Subject to legal limitations, certain California residents may exercise the following rights by submitting a request in this webform or emailing us at legal@anec.app.

  • Right to Know. You have the right to be informed about how and why and when data is collected, what data or categories of data is collected, as well as the disclosure of use and sales of PI. You have the right to request information about specific personal data we have collected about you

  • Right to Delete. You have the right to request that we delete personal data that we have collected from you.

  • Right to Opt Out. We do not sell personal information.

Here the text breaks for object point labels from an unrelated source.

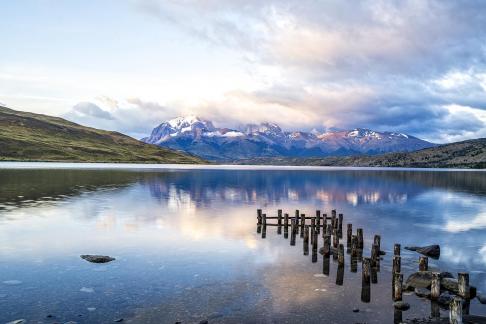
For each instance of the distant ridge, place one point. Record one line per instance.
(470, 154)
(200, 137)
(33, 137)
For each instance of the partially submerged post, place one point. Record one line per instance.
(306, 240)
(435, 286)
(286, 225)
(396, 249)
(463, 285)
(349, 235)
(455, 310)
(359, 234)
(341, 255)
(259, 216)
(397, 286)
(423, 263)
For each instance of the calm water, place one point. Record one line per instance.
(187, 249)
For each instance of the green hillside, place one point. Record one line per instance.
(469, 154)
(33, 137)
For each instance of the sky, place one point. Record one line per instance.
(417, 67)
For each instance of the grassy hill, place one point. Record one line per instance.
(33, 137)
(469, 154)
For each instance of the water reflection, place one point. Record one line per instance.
(180, 236)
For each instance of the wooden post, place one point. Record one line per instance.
(354, 246)
(341, 255)
(327, 246)
(397, 286)
(366, 276)
(377, 241)
(455, 310)
(423, 263)
(340, 225)
(435, 286)
(292, 232)
(463, 285)
(350, 233)
(302, 224)
(374, 256)
(326, 260)
(335, 238)
(340, 275)
(359, 233)
(286, 225)
(396, 249)
(306, 240)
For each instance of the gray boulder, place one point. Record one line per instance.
(97, 258)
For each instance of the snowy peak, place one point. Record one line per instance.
(200, 137)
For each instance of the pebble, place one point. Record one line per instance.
(401, 305)
(12, 282)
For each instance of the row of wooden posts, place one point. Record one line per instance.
(332, 232)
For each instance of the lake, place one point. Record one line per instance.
(187, 249)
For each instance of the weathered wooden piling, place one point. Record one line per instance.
(359, 234)
(354, 246)
(366, 271)
(349, 235)
(326, 261)
(455, 310)
(327, 245)
(397, 286)
(306, 240)
(335, 238)
(397, 264)
(377, 241)
(463, 285)
(375, 255)
(434, 309)
(435, 286)
(292, 231)
(302, 224)
(396, 249)
(340, 275)
(423, 263)
(341, 255)
(286, 225)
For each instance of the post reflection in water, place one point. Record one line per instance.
(191, 234)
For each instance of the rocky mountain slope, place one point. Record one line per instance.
(33, 137)
(202, 138)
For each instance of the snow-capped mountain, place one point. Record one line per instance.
(201, 137)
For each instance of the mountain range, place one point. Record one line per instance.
(34, 137)
(200, 137)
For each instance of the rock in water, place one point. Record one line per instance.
(432, 251)
(422, 292)
(420, 279)
(97, 258)
(401, 305)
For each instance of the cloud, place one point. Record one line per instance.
(399, 65)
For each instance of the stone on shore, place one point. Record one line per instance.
(432, 251)
(97, 258)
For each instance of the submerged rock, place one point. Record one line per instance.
(97, 258)
(422, 292)
(432, 251)
(401, 305)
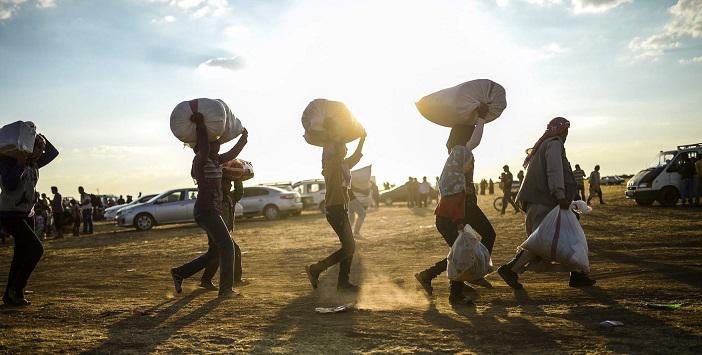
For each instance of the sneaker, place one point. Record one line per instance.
(228, 293)
(177, 281)
(510, 277)
(208, 285)
(581, 280)
(460, 300)
(312, 276)
(426, 284)
(481, 282)
(347, 287)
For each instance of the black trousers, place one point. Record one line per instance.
(449, 231)
(27, 253)
(338, 219)
(220, 246)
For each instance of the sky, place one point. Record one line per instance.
(100, 78)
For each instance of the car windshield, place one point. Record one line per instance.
(662, 159)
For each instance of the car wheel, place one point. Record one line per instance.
(144, 222)
(271, 213)
(644, 202)
(669, 196)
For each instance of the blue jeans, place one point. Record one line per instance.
(87, 220)
(338, 219)
(220, 246)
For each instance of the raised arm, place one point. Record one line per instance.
(236, 149)
(357, 155)
(477, 135)
(50, 153)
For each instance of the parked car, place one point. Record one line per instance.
(312, 193)
(611, 180)
(270, 202)
(399, 194)
(660, 181)
(111, 212)
(172, 206)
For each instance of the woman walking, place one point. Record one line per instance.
(207, 172)
(19, 180)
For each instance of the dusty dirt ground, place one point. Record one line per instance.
(112, 293)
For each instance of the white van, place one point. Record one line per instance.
(660, 181)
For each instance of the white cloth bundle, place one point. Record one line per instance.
(560, 238)
(458, 105)
(215, 119)
(468, 259)
(327, 121)
(17, 138)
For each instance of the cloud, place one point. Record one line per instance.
(9, 8)
(231, 63)
(685, 24)
(164, 19)
(691, 60)
(198, 8)
(596, 6)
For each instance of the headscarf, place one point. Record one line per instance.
(557, 127)
(453, 178)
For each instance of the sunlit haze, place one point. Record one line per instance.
(100, 79)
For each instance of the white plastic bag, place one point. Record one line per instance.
(341, 125)
(468, 259)
(17, 138)
(184, 129)
(232, 127)
(458, 105)
(560, 238)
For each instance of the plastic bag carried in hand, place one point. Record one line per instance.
(17, 138)
(561, 239)
(328, 121)
(458, 105)
(468, 259)
(232, 127)
(215, 120)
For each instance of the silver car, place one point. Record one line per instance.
(111, 212)
(173, 206)
(271, 202)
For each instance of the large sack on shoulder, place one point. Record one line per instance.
(232, 127)
(327, 121)
(468, 259)
(560, 238)
(458, 105)
(17, 138)
(212, 110)
(237, 170)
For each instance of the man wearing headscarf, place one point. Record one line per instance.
(337, 177)
(549, 182)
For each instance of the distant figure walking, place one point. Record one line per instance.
(207, 172)
(686, 169)
(424, 190)
(337, 177)
(506, 183)
(580, 181)
(18, 181)
(595, 187)
(57, 211)
(86, 209)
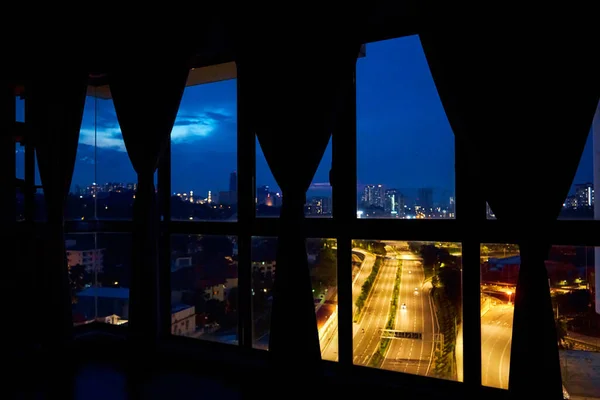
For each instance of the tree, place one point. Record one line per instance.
(233, 299)
(76, 281)
(429, 253)
(561, 333)
(325, 273)
(216, 246)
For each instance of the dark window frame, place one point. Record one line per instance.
(470, 228)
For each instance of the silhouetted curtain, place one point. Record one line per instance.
(56, 103)
(522, 102)
(146, 99)
(292, 94)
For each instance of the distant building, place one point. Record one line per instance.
(183, 320)
(91, 259)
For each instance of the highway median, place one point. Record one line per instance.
(379, 355)
(366, 290)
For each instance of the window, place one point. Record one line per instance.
(204, 286)
(204, 153)
(322, 262)
(499, 273)
(264, 265)
(405, 143)
(572, 275)
(407, 307)
(104, 182)
(99, 273)
(580, 201)
(269, 196)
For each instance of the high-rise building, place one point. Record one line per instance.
(584, 193)
(425, 198)
(394, 202)
(233, 182)
(373, 196)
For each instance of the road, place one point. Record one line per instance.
(375, 313)
(496, 335)
(410, 355)
(329, 340)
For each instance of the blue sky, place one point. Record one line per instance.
(404, 138)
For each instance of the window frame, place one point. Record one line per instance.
(470, 227)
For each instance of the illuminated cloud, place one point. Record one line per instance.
(188, 127)
(107, 138)
(192, 126)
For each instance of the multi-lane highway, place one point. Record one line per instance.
(329, 339)
(403, 355)
(375, 313)
(411, 355)
(496, 335)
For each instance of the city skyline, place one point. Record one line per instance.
(404, 138)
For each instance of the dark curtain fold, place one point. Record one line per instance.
(522, 102)
(146, 99)
(56, 111)
(293, 94)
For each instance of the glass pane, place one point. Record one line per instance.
(579, 204)
(268, 194)
(499, 274)
(405, 143)
(408, 307)
(204, 153)
(488, 212)
(573, 280)
(20, 109)
(318, 196)
(264, 253)
(20, 161)
(104, 181)
(99, 271)
(204, 287)
(322, 261)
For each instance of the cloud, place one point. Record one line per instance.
(108, 138)
(192, 126)
(188, 127)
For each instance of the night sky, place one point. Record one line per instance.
(404, 138)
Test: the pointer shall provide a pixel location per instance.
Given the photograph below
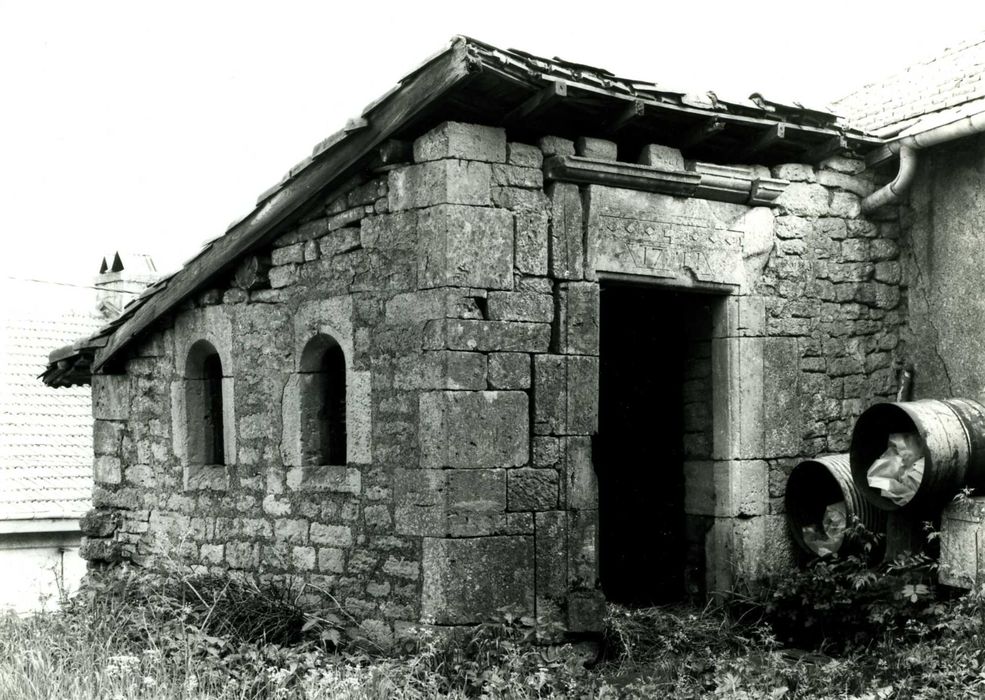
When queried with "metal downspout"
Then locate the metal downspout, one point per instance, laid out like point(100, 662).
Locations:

  • Right to Non-Discrimination: We will not discriminate against you, in any manner prohibited by applicable law, for exercising these rights.
     

To process your request we will:

  • Need to obtain information to in order to be able to verify your identity and locate you in our records

  • Respond to requests to Delete and requests to Know within ten days, unless we need more time in which case we will notify you and may take up to thirty days total to respond to your request.